The relationship between the making of a work of art and the reception of a work of art, is always active, and subject to conventions, which in themselves are forms of social organization and relationship, and this is radically different from the production and consumption of an object.

Again I think he is minimising the word 'object' a bit, but I agree with the general point. There are also complex relationships in the making of other 'objects' like tins of food, scientific theories, smartphones, political ideas, humans: art doesn't seem exceptional here to me.

What this can show us here about the practice of analysis is that we have to break from the notion of isolating the object and then discovering its components. On the contrary we have to discover the nature of a practice and then its conditions.

This makes sense as a conclusion! Good job! Although it seems useful in a lot of situations to examine a practice through the residue of artifacts it leaves behind, so understanding objects has to play a part here somewhere.
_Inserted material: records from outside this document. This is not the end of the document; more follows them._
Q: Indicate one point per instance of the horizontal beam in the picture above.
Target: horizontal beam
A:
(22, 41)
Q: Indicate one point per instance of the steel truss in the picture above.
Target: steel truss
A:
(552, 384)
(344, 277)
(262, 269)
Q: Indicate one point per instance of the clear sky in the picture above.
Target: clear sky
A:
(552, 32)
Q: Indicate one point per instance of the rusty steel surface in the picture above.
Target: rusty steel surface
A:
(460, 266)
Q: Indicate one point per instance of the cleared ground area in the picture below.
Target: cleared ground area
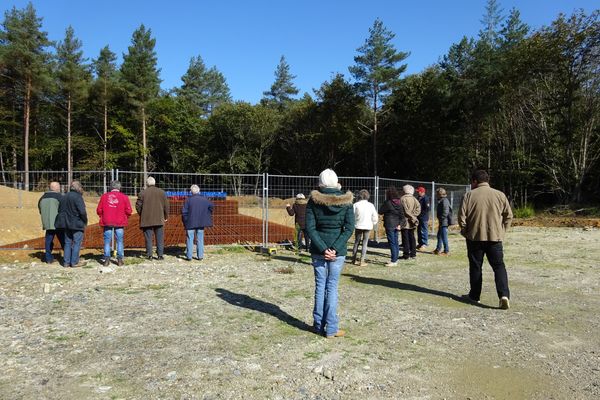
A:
(236, 326)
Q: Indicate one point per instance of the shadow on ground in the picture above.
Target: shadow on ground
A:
(245, 301)
(413, 288)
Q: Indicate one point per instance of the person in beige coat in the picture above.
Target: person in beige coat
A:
(484, 217)
(153, 207)
(412, 209)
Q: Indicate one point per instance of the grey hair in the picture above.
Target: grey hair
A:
(76, 186)
(115, 185)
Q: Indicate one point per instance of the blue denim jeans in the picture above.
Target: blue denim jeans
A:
(423, 232)
(443, 239)
(73, 241)
(119, 233)
(494, 252)
(49, 242)
(392, 236)
(327, 276)
(199, 233)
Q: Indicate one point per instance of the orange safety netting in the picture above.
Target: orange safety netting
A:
(229, 227)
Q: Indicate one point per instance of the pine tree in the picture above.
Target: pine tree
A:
(106, 74)
(204, 88)
(73, 78)
(376, 72)
(140, 77)
(283, 88)
(24, 61)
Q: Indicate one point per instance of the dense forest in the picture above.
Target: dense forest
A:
(522, 103)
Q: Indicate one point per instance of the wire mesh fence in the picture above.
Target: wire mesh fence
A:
(249, 208)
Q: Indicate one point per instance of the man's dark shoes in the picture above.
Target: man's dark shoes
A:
(468, 299)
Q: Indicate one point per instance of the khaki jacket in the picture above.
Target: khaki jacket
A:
(412, 209)
(153, 207)
(485, 214)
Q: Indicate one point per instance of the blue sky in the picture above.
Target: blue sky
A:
(244, 39)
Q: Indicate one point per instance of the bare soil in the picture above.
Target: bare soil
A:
(236, 326)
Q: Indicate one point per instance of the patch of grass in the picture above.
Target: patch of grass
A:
(312, 355)
(285, 270)
(526, 211)
(295, 293)
(62, 278)
(157, 286)
(230, 250)
(58, 338)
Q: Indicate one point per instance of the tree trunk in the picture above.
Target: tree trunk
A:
(105, 135)
(69, 155)
(144, 145)
(26, 112)
(375, 134)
I am saying that we should look not for the components of a product but for the conditions of a practice.

Sounds like a good idea. 'A practice' sounds a bit individualistic though, presumably we could also have the practice of punk musicians in 1970s and the practice of schoolboys in Belfast as well as the practice of Stiff Little Fingers.
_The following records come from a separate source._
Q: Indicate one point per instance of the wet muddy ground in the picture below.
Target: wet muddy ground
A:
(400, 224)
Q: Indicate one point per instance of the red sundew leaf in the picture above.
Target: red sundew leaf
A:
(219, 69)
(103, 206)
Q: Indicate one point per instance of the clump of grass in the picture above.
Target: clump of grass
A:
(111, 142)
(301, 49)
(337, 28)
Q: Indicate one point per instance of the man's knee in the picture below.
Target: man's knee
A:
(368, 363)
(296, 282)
The irreducibly individual projects that particular works are.

How can you say this after writing all the rest of this essay? Are you implying there is only a practice when objects are taken in relation to each other, and one single object is on its own unique or isolated? I dont think I agree.

what we are actively seeking is the true practice which has been alienated to an object

Sounds like there is a 'correct reading', is this true. A 'true' practice sounds unlikely, maybe a true history would be more useful, but even then that doesn't fully define what something is/means now or what it can do in future. No truth for me thanks anyway.